Matching Algorithm Tuning
Algorithm tuning begins during the build phase of the implementation. Early on in this process, it is common to find numerous invalid matches making it past the auto-merge threshold while valid matches fall short of the clerical review threshold. Thus, the goal of the algorithm tuning sessions is to perfect the matching logic's accuracy so that matches between golden records score within the appropriate thresholds.
Two approaches to match tuning are available:
-
Match Tuning using Match Tuning Configuration (on sample data)
This pre‑import approach enables data owners to tune match criteria using sample datasets before data is loaded into the system. Tuning is performed by manually adjusting matching logic and evaluating the results through basic pair exports. This method is best suited for entity‑based Match & Merge implementations and supports early validation of matching behavior prior to production data loads.
-
Match Tuning using Matching Rulesets (on golden record data)
This approach is currently an early‑adopter capability that allows data owners to manage and maintain match decisions for rule combinations through a dedicated user interface. Super users support this process by configuring matchers and exporting match pair data as needed. Ruleset-based tuning enables incremental adjustment, validation, and activation directly in development or production environments. It relies on statistics‑driven tuning and decision maintenance, and activation requires republishing golden records to apply updated matching logic.
Note: This section focuses on Match Tuning using Match Tuning Configuration (on sample data). For information about Match Tuning using Matching Rulesets, refer to the topic Match Tuning using Matching Rulesets in the Matching, Linking, and Merging documentation.
Considerations
It is expected that anyone working with matching algorithm tuning is familiar with how to create a match tuning configuration. For more information on match tuning and creating a match tuning configuration, refer to the Match Tuning topic section of the Matching, Linking, and Merging documentation.
There are many considerations to take that will improve output when configuring the match tuning process.
-
Match Tuning General Considerations - Broad, conceptual factors to consider before the match tuning process.
-
Match Tuning Pair Export Considerations - Specific to pair exports used for manual or offline confirmation and rejection of matched pairs, before and during the match tuning process.
Process
The matching algorithm tuning process is as follows:
-
Configure: Use a match tuning configuration to generate a data profile. Using this data profile, identify key data points to consider when configuring a baseline algorithm (matching algorithm and match codes).
For more information on match tuning and creating a match tuning configuration, refer to the Match Tuning topic section of the Matching, Linking, and Merging documentation.
-
Generate Sample Pair: Once the baseline algorithm is configured, generate the random sample pair spreadsheet via a match tuning configuration. This baseline configuration is a ‘best-guess’ configuration based on the analysis of the data so far.
Before the sample pair review can begin, the raw data from the output file should be formatted for readability. The sample pair formatter Excel sheet can optionally be used on the output file.
-
Review Sample Pair: Review the sample pairs with the client.
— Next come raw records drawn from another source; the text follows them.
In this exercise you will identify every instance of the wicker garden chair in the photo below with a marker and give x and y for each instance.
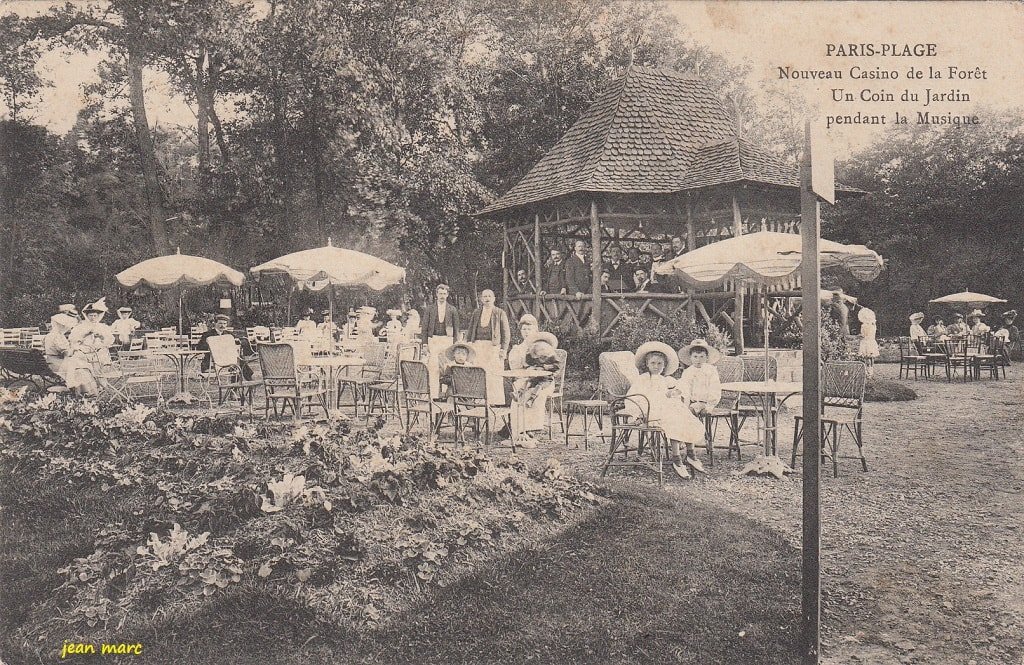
(416, 393)
(375, 356)
(729, 369)
(225, 373)
(469, 400)
(616, 372)
(558, 392)
(843, 391)
(650, 439)
(910, 360)
(957, 358)
(284, 383)
(382, 396)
Each individual pair gets either a ‘Yes’, ‘No’, or ‘Not Sure’ indicating whether they should be considered the same entity by the algorithm and linked together.
The sample pair review process can be a time-consuming task, but it is critical in getting the algorithm tuned to meet requirements. Typically, review 1,000+ sample pairs each cycle with the stakeholders. For some of the iterations, a pair export may be as large as 1,000 records per percentage points of interest.
Once the random sample pair spreadsheet is generated and formatted, it is vital to review the sample pairs to determine how the algorithm evaluates them. The primary purpose of the review is to assess the confidence of each merge and modify the thresholds if the scores appear inaccurate. During the review process, it is important to consider the following:
-
Each set should be marked with a decision as to whether the records are considered the same entity (based on the data available).
-
It is best to approach this task from a ‘human’ standpoint as opposed to creating logic to help achieve a certain score.
-
This is not a data cleaning task.
The goal by the end of each sample pair review session is to improve the quality of the matches found. It is much easier to identify false positives than false negatives in the pair export. Therefore, it is recommended to start with a broadly defined algorithm and narrow the match criteria during tuning. For more information on false positives and false negatives, refer to the Match Tuning Pair Export Considerations topic.
-
-
Tune Algorithm: Tune the algorithm based on feedback from the sample pair review, and generate a new set of sample pairs based on the updated algorithm. This goal can be achieved by:
-
Adjusting the scoring method and weight of each scored attribute.
-
Adjusting the relative weight of scoring across all the scored attributes.
-
Adjusting the auto-merge and clerical review thresholds.
Repeat steps 2 and 3 for two more cycles (or more, as needed).
-
-
Finalize: Decide on the final auto-merge threshold and clerical review threshold.